This life, this world is a cold, cruel, arbitrary, brutal place. We know this. What saves us from total despair? His tenderness of Heart. Mt 11:28-29.
-by Charlie Johnson, a former Calvinist, is embracing his new Catholic faith.
“The world, it seems, is full of both crisis and triumph. The world’s problems can make any compassionate person feel helpless. The world’s problems can give any cynic his fodder. The triumphs? Well, often they can be hard to locate. Usually because they are small things. I saw a woman on TV handing out bottles of water to refugees in Hungary and I cried. What a beautiful thing. I can’t do that. I am not in Hungary. But I can do some small things. I can promote some small kindness today.
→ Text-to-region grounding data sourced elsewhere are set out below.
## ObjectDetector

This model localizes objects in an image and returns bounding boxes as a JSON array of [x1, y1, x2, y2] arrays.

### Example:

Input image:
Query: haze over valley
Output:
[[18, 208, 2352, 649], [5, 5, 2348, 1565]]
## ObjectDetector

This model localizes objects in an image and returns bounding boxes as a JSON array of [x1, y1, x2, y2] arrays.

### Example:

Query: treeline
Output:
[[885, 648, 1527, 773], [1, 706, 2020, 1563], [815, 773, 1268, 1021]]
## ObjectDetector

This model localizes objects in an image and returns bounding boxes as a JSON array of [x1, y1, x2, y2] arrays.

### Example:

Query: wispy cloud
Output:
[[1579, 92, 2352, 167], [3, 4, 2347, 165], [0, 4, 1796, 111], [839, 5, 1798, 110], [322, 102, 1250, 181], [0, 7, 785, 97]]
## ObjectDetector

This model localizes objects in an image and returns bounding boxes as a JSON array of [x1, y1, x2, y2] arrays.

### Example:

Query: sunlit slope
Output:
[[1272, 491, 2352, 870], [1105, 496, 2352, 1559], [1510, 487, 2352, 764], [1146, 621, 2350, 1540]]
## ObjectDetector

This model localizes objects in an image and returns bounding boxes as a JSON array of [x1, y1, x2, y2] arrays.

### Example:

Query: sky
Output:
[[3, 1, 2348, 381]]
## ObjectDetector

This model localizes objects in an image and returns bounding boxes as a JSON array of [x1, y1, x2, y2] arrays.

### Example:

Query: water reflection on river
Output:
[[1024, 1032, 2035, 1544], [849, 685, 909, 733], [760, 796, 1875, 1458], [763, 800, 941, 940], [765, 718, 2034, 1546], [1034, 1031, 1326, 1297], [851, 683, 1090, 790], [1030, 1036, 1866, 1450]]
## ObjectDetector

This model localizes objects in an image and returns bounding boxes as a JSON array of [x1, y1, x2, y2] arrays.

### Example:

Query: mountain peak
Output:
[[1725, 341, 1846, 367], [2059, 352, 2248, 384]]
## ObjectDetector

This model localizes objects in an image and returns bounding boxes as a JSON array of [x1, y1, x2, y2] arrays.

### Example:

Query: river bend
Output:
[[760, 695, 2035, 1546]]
A small kindness is a great triumph.
I have found that most people are rather pessimistic about the world. I know I have been. And seeds of that are probably still evident in my daily milieu. But when I discover truth – the truth of kindness -, it gives me immense hope. Once upon a time, when I suffered greatly under the weight of such intense existential questioning and depression, I never imagined I could experience a sustained disposition of joy. But this kindness has brought me great joy.
A Christian will not have an effective religion unless he sees its source. It is true that a man died for the lost and downtrodden. But a message of salvation, I think, is insufficient if there is no Great Affection intrinsically attached to it. I was a Christian for a long, long time before I knew that God liked me and smiled at my presence. God has great affection for me. And a kind heart – the likes of which no other kindness can match.
The Sacred Heart of Jesus is an image that provokes a confused reaction in me. I want to recoil at the sight of it. A bleeding heart, punctured by thorn. But then I cannot take my eyes off it. There is no greater symbol for human nature than the heart. The thing that keeps the blood going, giving life.
I cannot escape it no matter how much I try. I have tried to come up with a better answer. But all I know is that the most effective religious observance is knowing the kindness of Christ. When I have hated myself the only remedy I can find is kindness. When I have hated others the only remedy that has sorted me out is kindness. When the world goes black to me and all I see are grim faces of disapproval, the only remedy is the affectionate smile of a Savior.
The Sacred Heart tells us of Jesus’ humanity. That he is not an abstract idea or fanciful thought meant to encourage positive emotions. The Sacred Heart imagines the heart of Jesus, exposed and aflame with life. It is crowned with thorns, pierced through by an instrument meant to usurp his status as king. He wears it gladly. I keep the image of the sacred heart close to me because it reminds me of his burning love when I get jaded.
The most important thing ever is knowing Jesus and the tenderness of his Sacred Heart.”
“O Sacred Heart of Jesus, we place our trust in Thee!” -traditional McCormick family aspirational prayer.